Сикофант. О, порода многоликая и многообразная! Не иначе, как был им отцом Протей, а Цирцея — матерью.
Сарданапал. Нет, и эти мне не нравятся. Расскажи теперь о псоглавцах, если они лучше, по-твоему.
Мандрогеронт. Это те, кто в капищах и храмах стережет пороги и пологи. Голова и шея у них собачьи, брюхо большое, руки крючковатые. Это стражи и прислужники. Некогда Гекуба, в псицу превращенная, родила их от Анубиса, бога нашего лающето, — по десятку на каждый храм и каждое святилище. Все они двухтелые: ниже груди это люди, выше груди — животные. И когда незнакомый проситель к ним вступает в храм, все они его оглушают громким лаем со всех сторон. Чтобы приблизиться, дай вот столько; чтобы молиться, больше дай. Из Святыни они делают для людей тайну, Для себя выгоду: то, что всем дано и всем доступно, они за деньги продают. Хоть немногим, хоть чем можешь, а задобрить надо их. Вспомните, как слабы людские силы, и строго не судите нас. Верьте: все-таки легче дойти до бога, чем до иного судьи.
Сикофант. Хватит! и этих не желаю. Изо всех, о ком ты рассказывал, это, по-моему, самые мерзкие.
Мандрогеронт. Ваше счастье, что вам не приходится дела иметь с псоглавцами. Я же видел самого Цербера там, откуда и Энея вывела лишь золотая ветвь.
Сикофант. А как насчет обезьян?[396]
Мандрогеронт. Это те, что пишут о будущем — ведут протокол, по-вашему, — и на легких на листочках запечатлевают судьбы людей. Эти животные хоть и не опасны, но докучны и неприятны. Если бросишь им денег, — какие они будут корчить рожи, какие кидать тебе цветы! А прибавишь орехов и рябиновых ягод, — и считай все их стадо своим.
Сикофант. Извини, ты забыл еще гарпий — вечных грабителей и похитителей.
Мандрогеронт. Это те, что следят за людскими обетами и почитанием богов. Они требуют не только обычных приношений богам, но и особенных даров, и поминания родителей. Если что не сделано к должному сроку, — терзают, пока не сделаешь. Туда и сюда, по всему миру носятся они над самой землей. Навострив на добычу кривые и страшные когти, они всегда прилетают на пиры. Что схватят, унесут, что оставят, испачкают. Лучше кормить этих чудищ, чем с ними встречаться, а лучше вовсе их не знать.

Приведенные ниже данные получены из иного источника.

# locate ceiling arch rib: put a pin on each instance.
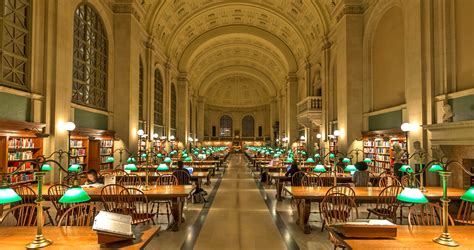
(237, 91)
(199, 75)
(294, 22)
(209, 80)
(232, 41)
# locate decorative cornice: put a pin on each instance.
(127, 7)
(349, 8)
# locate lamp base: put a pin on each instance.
(445, 239)
(39, 242)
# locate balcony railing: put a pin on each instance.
(310, 103)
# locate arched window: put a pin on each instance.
(15, 43)
(141, 81)
(89, 81)
(158, 112)
(173, 107)
(248, 126)
(226, 126)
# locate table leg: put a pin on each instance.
(304, 211)
(279, 187)
(177, 212)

Сарданапал. Ты не сказал о ночных бродягах — быстрых, козлоногих, козлобородых.
Мандрогеронт. Нет числа таким чудовищам; но они трусливы, и не стоят внимания. Одного лишь бога Пана чтят они и слушаются.
Сикофант. Всех вещунов ты нам опорочил; но что же сам ты предречешь?
Мандрогеронт. Ваши вопросы бесхитростны; так узнайте же — родиться счастливым, вот самое лучшее.
Кверол. Это мы знаем; но как нам лучше задобрить и почтить судьбу?
Мандрогеронт. Я скажу: почитайте Гениев[397], ибо в их руках — решенья судьбы. Их ублажайте, им молитесь; если же в доме скрыто какое злосчастье, свяжите его и вынесите.
Кверол. Клянусь, говоришь ты славно! Но чтобы мы тебя лучше послушались, докажи мам на опыте силу твою и мудрость твою. Ты рассказал нам о том, что знаешь; теперь, если можешь, расскажи о том, чего не знаешь ты.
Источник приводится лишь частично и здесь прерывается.